> we do know that diet and exercise work.
Stricly speaking we don't.
This is "common sense" and the official recommendation, but fundamentally we don't have solid long term reproductible experiments[0], and due to the nature of the problem (humans living their life in a complex society) we'll probably never have a good answer.
I've read many many studies spanning a few months and calling it a day (did the subjects rebound ? who knows), other taking a very small and homogenic pathological group, making it follow a strict regimen and end the experiment right after the subjects are let free again. But nothing with an actually rigorous protocol that gives a clear undisputable result.
In a way I feel a lot of researchers are bound to their common sense and think they either don't need to prove the obvious, or it brings them nothing to let the room for controversial results ? (nobody's paying for research that says current policy is dumb)
[0] If you have any double blind study with more than a hundred subjects taken randomly from the general population (including "healthy" subjects), with a control group, spanning more than 3 years of observations I'd be dying to read it..

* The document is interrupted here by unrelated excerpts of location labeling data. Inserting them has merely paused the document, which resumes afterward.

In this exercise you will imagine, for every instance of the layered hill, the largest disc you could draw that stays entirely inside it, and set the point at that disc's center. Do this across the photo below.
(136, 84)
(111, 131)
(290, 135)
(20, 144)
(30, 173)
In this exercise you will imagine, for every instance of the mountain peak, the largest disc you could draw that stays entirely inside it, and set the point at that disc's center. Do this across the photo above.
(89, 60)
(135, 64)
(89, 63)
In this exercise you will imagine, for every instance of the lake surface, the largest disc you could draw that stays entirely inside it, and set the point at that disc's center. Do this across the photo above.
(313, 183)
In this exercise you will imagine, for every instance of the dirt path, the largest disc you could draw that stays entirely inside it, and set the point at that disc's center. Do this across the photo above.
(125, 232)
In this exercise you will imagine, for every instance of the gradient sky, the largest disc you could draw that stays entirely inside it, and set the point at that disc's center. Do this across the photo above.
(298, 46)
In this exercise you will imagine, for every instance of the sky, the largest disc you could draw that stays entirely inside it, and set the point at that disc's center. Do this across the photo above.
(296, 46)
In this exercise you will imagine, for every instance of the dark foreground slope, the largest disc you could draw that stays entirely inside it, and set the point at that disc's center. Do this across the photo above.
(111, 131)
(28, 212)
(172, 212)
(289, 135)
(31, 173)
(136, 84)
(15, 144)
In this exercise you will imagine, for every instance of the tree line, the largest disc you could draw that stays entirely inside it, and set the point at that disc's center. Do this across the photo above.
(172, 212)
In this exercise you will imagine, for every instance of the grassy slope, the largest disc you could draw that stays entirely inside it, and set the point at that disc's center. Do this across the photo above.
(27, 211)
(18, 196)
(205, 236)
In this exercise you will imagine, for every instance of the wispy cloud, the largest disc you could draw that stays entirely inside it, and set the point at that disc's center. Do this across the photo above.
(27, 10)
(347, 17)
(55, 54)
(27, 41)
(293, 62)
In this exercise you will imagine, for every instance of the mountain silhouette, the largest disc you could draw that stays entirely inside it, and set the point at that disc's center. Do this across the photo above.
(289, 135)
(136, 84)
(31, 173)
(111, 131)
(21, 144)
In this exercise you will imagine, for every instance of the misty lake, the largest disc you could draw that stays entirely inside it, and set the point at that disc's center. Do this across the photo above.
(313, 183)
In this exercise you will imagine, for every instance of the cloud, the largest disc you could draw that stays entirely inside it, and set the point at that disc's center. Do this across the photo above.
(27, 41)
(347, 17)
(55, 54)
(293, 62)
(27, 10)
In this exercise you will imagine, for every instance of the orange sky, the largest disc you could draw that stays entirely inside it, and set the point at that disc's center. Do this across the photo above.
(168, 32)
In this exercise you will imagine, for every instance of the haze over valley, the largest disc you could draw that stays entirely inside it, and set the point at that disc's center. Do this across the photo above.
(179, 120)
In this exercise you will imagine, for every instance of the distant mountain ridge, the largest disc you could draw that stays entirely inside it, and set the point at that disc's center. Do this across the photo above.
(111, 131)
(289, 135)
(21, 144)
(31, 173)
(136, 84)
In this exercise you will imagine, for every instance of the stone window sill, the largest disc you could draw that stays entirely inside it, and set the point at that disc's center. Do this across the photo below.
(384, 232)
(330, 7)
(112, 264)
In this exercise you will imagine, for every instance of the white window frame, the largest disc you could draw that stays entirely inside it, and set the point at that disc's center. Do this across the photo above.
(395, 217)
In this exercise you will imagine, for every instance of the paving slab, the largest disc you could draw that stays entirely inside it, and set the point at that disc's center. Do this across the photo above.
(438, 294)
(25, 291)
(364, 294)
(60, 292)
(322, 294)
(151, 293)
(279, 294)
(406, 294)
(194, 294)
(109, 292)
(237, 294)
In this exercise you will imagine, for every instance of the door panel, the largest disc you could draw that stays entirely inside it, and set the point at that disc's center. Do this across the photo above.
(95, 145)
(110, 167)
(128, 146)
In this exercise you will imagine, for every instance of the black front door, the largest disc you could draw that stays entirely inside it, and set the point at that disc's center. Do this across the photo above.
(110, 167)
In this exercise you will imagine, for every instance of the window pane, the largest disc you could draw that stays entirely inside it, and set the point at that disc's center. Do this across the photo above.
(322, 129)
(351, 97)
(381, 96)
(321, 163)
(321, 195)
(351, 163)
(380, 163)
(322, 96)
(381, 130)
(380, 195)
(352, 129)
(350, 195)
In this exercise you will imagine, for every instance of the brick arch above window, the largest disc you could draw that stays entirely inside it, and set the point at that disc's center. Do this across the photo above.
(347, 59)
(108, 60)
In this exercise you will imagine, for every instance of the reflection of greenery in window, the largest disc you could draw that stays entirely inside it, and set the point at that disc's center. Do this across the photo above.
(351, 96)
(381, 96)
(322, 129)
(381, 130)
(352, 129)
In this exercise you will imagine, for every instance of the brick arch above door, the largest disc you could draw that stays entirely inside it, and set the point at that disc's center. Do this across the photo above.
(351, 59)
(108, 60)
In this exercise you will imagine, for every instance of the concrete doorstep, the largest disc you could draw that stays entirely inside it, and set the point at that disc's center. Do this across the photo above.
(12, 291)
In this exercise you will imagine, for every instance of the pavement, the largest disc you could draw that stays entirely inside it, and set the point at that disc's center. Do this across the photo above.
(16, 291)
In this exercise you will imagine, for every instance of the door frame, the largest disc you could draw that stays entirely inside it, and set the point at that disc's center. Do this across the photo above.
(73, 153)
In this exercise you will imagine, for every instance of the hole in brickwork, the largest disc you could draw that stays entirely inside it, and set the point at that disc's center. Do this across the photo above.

If you think that's a high bar, obesity is touted to be the worst health crisis the US has to deal with with tremendous impacts, putting at least that much effort into research doesn't seem outlandish.
> Stricly speaking we don't.
Yes we do, because it works. Exercise burns more calories. Diet limits your calorie intake.
If you rebound into not doing exercise and overeating, that's on you.
Everyone who's obese has been prescribed exercise and a better diet. It's the quintessential doctor cliche, and yet it indeed hasn't worked for them. GLP1 agonists do.